In praise of the Seiko 66 - 8050

Not long ago I was fortunate enough to find a Seiko 66 - 8050 from September 1968 still with it's original beads of rice bracelet. By no means an uber-expensive watch I think that this is an under looked design classic which can still be picked up very reasonably today, especially when you see the prices that some vintage Seiko's are going for these days.

The watch measures 36mm in diameter with 18mm lug width and is equipped with a very reliable manual wind movement. Mine is fitted with a silver dial although I believe that they had a black dial version also.

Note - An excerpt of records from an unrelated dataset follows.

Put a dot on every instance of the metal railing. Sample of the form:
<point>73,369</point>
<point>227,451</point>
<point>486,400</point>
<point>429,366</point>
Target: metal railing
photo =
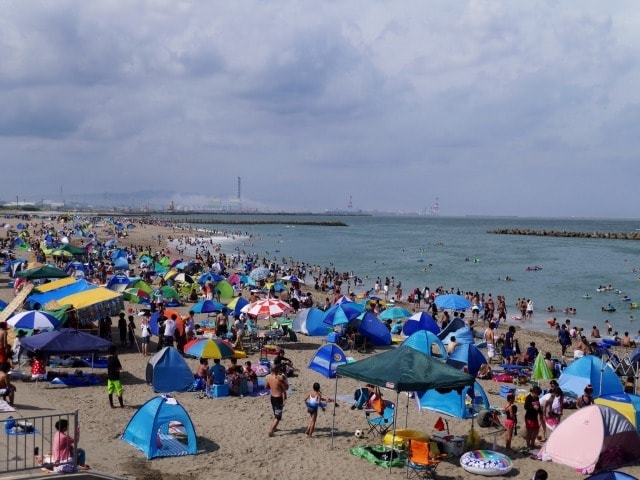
<point>28,441</point>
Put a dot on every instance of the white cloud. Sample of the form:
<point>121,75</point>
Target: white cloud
<point>518,108</point>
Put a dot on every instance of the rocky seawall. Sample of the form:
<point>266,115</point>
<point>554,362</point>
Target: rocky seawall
<point>567,234</point>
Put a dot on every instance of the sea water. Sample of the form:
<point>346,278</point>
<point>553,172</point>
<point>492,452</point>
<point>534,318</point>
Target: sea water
<point>460,253</point>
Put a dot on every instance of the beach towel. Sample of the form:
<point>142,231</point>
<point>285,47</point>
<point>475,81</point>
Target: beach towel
<point>77,380</point>
<point>5,407</point>
<point>19,427</point>
<point>380,455</point>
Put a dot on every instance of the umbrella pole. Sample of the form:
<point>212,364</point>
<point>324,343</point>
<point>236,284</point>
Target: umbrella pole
<point>333,424</point>
<point>395,426</point>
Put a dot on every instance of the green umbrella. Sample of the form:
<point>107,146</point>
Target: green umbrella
<point>44,271</point>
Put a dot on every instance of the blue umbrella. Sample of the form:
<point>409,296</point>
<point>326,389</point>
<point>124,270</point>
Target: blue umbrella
<point>210,277</point>
<point>394,313</point>
<point>420,321</point>
<point>34,319</point>
<point>340,314</point>
<point>66,340</point>
<point>208,306</point>
<point>452,302</point>
<point>260,273</point>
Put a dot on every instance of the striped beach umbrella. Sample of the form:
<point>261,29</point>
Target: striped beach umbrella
<point>208,348</point>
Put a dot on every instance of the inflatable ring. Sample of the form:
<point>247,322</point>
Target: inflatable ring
<point>486,462</point>
<point>402,436</point>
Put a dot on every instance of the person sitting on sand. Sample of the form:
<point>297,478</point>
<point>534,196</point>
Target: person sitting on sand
<point>7,389</point>
<point>38,366</point>
<point>216,374</point>
<point>62,448</point>
<point>626,341</point>
<point>251,376</point>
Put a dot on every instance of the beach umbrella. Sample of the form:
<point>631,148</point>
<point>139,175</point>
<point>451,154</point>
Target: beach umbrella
<point>292,279</point>
<point>420,321</point>
<point>168,292</point>
<point>237,304</point>
<point>34,319</point>
<point>217,267</point>
<point>541,370</point>
<point>452,302</point>
<point>341,314</point>
<point>136,295</point>
<point>208,348</point>
<point>394,313</point>
<point>208,306</point>
<point>270,307</point>
<point>43,271</point>
<point>66,341</point>
<point>210,277</point>
<point>277,287</point>
<point>260,273</point>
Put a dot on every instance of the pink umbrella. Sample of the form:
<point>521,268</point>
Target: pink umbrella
<point>270,307</point>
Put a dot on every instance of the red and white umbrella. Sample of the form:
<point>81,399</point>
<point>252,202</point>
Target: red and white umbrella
<point>270,307</point>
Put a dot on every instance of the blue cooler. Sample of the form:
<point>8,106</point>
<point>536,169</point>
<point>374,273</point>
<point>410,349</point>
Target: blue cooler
<point>220,390</point>
<point>333,337</point>
<point>506,390</point>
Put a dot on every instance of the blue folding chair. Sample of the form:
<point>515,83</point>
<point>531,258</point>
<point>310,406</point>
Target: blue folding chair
<point>381,424</point>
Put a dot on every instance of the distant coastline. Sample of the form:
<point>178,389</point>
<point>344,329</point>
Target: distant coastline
<point>566,234</point>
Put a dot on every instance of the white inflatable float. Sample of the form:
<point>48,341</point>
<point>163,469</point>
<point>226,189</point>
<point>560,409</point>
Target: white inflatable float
<point>486,462</point>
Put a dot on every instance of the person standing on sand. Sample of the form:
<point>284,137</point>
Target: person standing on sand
<point>277,384</point>
<point>489,337</point>
<point>314,401</point>
<point>114,367</point>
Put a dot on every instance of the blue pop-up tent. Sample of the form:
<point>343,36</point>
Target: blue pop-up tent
<point>420,321</point>
<point>374,330</point>
<point>426,342</point>
<point>167,371</point>
<point>454,403</point>
<point>310,321</point>
<point>326,360</point>
<point>149,429</point>
<point>470,355</point>
<point>590,370</point>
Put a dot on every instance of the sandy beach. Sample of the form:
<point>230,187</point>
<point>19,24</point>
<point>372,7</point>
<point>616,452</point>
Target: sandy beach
<point>232,432</point>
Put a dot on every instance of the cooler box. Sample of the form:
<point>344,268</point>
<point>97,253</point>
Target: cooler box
<point>333,337</point>
<point>220,390</point>
<point>506,390</point>
<point>449,444</point>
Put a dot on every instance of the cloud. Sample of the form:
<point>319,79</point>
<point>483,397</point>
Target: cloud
<point>495,108</point>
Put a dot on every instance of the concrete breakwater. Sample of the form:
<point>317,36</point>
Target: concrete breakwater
<point>567,234</point>
<point>253,222</point>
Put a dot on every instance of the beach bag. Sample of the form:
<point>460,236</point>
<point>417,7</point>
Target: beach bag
<point>378,404</point>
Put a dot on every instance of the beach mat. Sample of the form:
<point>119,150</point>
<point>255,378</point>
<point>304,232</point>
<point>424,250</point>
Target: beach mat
<point>77,380</point>
<point>5,407</point>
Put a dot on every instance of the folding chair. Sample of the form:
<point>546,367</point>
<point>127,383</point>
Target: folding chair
<point>381,424</point>
<point>421,464</point>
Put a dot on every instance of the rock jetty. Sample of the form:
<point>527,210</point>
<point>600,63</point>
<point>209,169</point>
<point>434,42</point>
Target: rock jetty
<point>566,234</point>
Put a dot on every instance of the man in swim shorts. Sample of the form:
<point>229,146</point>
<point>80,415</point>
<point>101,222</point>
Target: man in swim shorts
<point>276,382</point>
<point>113,376</point>
<point>490,339</point>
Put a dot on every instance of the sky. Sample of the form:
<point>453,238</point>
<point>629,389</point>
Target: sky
<point>528,108</point>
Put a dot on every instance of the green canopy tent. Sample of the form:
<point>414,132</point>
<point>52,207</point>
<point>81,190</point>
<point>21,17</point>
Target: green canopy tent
<point>404,370</point>
<point>72,249</point>
<point>44,271</point>
<point>541,370</point>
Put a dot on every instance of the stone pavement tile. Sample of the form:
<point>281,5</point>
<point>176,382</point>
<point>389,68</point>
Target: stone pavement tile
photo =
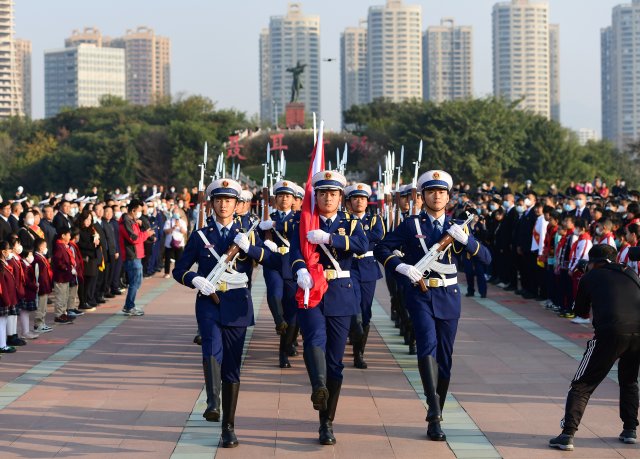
<point>128,395</point>
<point>379,414</point>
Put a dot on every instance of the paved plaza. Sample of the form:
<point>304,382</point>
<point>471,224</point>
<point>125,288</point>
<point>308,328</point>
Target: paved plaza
<point>112,386</point>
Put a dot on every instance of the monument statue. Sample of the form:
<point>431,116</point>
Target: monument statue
<point>296,84</point>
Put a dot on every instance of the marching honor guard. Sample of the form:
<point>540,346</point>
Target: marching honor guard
<point>224,254</point>
<point>430,241</point>
<point>365,270</point>
<point>325,326</point>
<point>281,288</point>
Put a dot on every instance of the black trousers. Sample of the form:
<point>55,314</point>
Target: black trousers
<point>602,352</point>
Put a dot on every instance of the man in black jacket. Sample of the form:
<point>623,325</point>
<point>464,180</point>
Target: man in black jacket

What drew me to the watch was it's classic and stylish design and at some point I shall put this in for a service and clean up. Are there any other owners on here that could share some photo's and experience of this model?

Here are some photo's.


----------



## delays (Jan 20, 2009)

Not an owner I'm afraid, but you've just inspired me to add this to "the list" of future buys.

Stunning.


----------



## martinzx (Aug 29, 2010)

I am not an owner, but I could/would be, great watch & understated, I like it 

Cheers Martin


----------



## johnbaz (Jan 30, 2005)

Hi Carl

They're great li'l watches, I have two and a few 6602 as well..










6602



















another 6602..










I haven't got pics of the others :wallbash:

John :yahoo:


----------



## dowsing (Sep 21, 2006)

Thanks for the replies guys. John I really like the look of those 6602's as well very nice and thanks for sharing the pics.


----------



## scottswatches (Sep 22, 2009)

I was doing some research on a recent purchase, and found this thread. As it happens the one I own is a black one, so I thought I would add some pics









I know it is an old thread, but it keeps the information all in one place! I have to agree it is a nice watch, very Omega Constellation feel to it


----------



## dowsing (Sep 21, 2006)

Looks great and you've got the original bracelet.


----------



## mach 0.0013137 (Jan 10, 2005)

I have this one which I really like...

*Seiko 6602-7040-P, 17 Jewels, made in October 1967*


----------